- 194
Lessing, Doris
Description
- Lessing, Doris
- A group of typescript short-stories and related material, comprising:
- ink on paper
'The Day that Stalin Died', two copies, both with autograph corrections in blue ink, one copy with additional title-page and the other with further proof corrections and comments in red ink and pencil, 32 pages, 4to, [1957]
'Excuse Me While I'm Sick by Reggie Jones', with autograph corrections in blue ink, 49 numbered pages plus "explanatory note" (1 page), in a blue folder with a label, [c.1957], APPARENTLY UNPUBLISHED
[with:] 'Wine', corrected galley proof, 3 pages; 'Flavours of Exile', printed text from London Magazine (1957); 'Through the Tunnel', printed text from The New Yorker (1955) (incomplete), and 'Traitors', printed text from Argosy (1957), all with corrections in preparation for book publication, together with three typed letters signed by Lessing, to Maschler, enclosing copies of these and other stories, 3 pages, June 1957
[with:] 'Dialogue', autograph corrections in black ink, 17 pages, with a covering letter by Lessing to Maschler ("...You said you wanted a new story, for the Paris Review..."), [early 1960s]

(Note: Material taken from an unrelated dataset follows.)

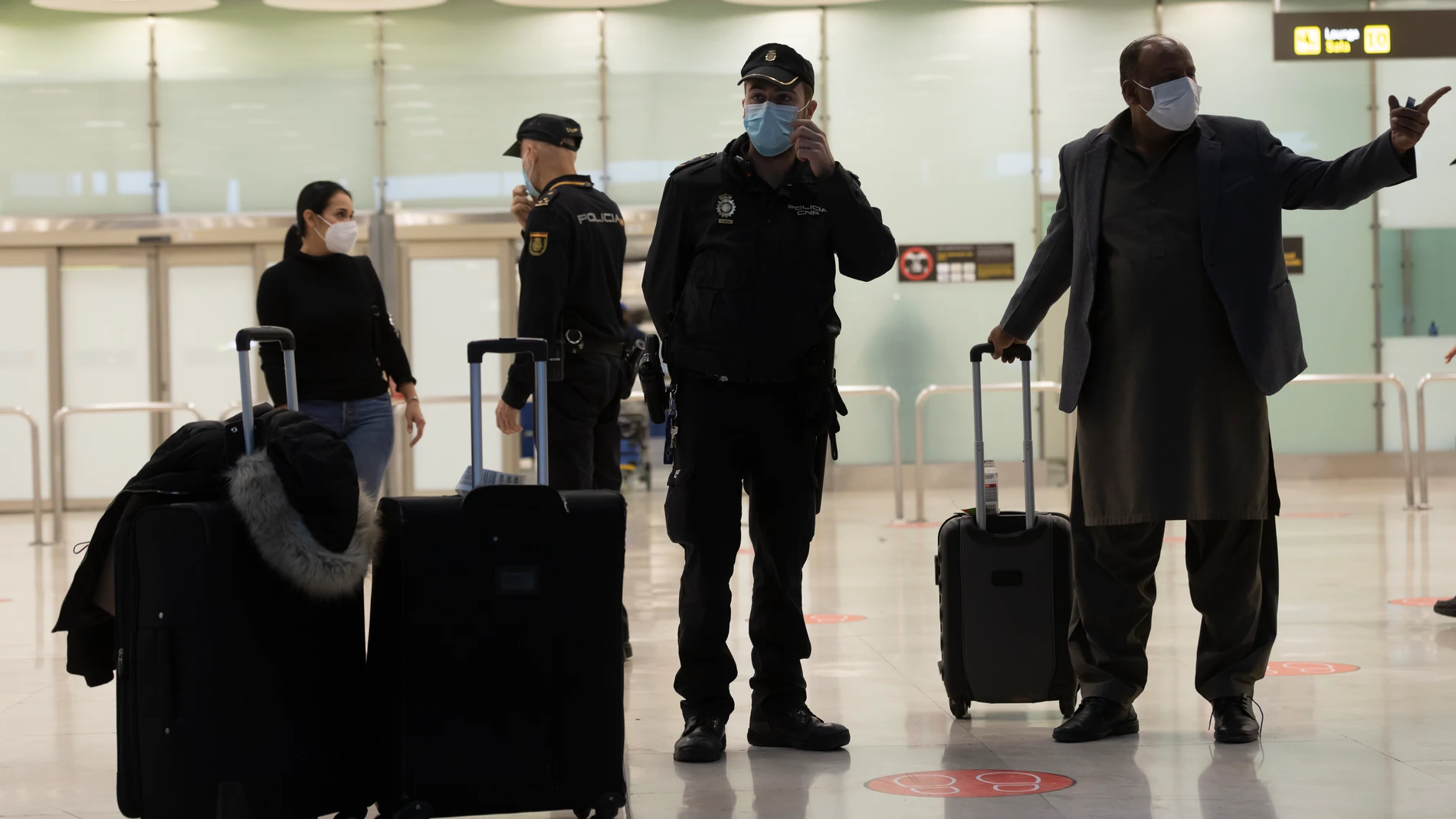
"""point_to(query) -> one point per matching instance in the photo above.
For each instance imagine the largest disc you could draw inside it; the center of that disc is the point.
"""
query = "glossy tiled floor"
(1375, 742)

[with:] 'Debbie and Julie', autograph corrections in black ink, 22 pages, [early 1990s]
[also with:] 'The Truth About Billy Newton', rehearsal script, six pages with autograph revisions in blue ink, 83 pages, 4to, c.1960, press cuttings inserted, limp green covers
Catalogue Note
Tom Maschler
This lot is from the personal archive of Tom Maschler (b.1933), one of the leading figures of modern British publishing and identified by the Bookseller as one of the ten most influential figures in publishing of the twentieth century. As editorial director at Jonathan Cape from 1960, he was responsible for shaping the literary scene through the publication of authors including Joseph Heller, John Fowles, Doris Lessing, Gabriel Garcia Marquez, and Philip Roth, as well as many of the best English novelists to emerge in the 70s – Amis, Barnes, Chatwin, McEwan, Rushdie. Under his leadership Cape published some 15 Nobel laureates, and his forays into children’s books included bringing together Roald Dahl and Quentin Blake. The ten lots from his collection (lots 188-197) give significant insights into his varied career and literary interests, from Declaration, the collection of essays that made his name, to correspondence with two very different writers with whom he developed a particular rapport – John Fowles and Doris Lessing. They also include a small number of letters by an earlier generation of authors (Raymond Chandler and Malcolm Lowry) that were acquired by Maschler.